When will a dismissal be unfair?
[ch 10: pages 274-275]The law of unfair dismissal is governed by a statutory scheme that is found in the Employment Rights Act 1996 (ERA 96). A dismissal will be unfair unless the employer can:
• demonstrate a statutory “fair reason” for dismissal; and
• satisfy the tribunal that it acted reasonably in all the circumstances by dismissing for that reason.
Section 98 of the ERA 96 lists five statutory fair reasons for dismissal. A dismissal for a reason outside these categories cannot be fair:
• capability or qualifications;
• conduct;
• redundancy;
• to comply with a legal duty or restriction; or
• some other substantial reason.
Compulsory retirement is no longer a fair reason for dismissal (see Chapter 6: Age discrimination).

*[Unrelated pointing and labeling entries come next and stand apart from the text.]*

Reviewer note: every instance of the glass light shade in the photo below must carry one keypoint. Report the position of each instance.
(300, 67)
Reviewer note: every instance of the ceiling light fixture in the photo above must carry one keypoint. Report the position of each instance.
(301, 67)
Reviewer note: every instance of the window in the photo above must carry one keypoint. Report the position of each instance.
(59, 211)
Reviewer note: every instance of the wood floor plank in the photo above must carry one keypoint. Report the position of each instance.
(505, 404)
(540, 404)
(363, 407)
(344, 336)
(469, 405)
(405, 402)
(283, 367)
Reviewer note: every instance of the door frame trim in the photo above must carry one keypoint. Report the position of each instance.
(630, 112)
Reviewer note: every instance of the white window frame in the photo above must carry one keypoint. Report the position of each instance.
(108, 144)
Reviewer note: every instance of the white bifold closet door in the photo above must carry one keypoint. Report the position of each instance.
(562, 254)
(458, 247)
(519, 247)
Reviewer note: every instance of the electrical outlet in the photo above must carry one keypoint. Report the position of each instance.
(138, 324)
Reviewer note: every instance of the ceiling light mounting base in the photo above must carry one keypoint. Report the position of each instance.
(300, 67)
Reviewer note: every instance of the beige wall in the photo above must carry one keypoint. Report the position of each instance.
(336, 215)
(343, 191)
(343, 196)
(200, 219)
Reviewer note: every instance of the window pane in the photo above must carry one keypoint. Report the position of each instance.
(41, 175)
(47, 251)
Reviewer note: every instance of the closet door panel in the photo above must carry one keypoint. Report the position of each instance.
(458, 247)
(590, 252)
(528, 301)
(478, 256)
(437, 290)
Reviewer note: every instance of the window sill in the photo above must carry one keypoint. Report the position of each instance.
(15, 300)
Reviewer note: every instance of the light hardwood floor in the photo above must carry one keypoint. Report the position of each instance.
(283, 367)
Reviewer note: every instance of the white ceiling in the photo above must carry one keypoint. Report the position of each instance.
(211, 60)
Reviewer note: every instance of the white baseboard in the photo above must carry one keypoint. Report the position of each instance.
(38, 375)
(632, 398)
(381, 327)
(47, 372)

Some reasons for dismissal are so unacceptable that the law treats them as automatically unfair. An example would be dismissal for a reason connected to pregnancy. Where a dismissal is for an “automatically unfair reason”, the employer is simply not allowed to argue that their dismissal decision was fair or reasonable. Instead, a dismissal for that reason is always unfair.
Nearly all automatically unfair dismissals have no service requirement. For more on automatically unfair dismissal, see pages 289-292.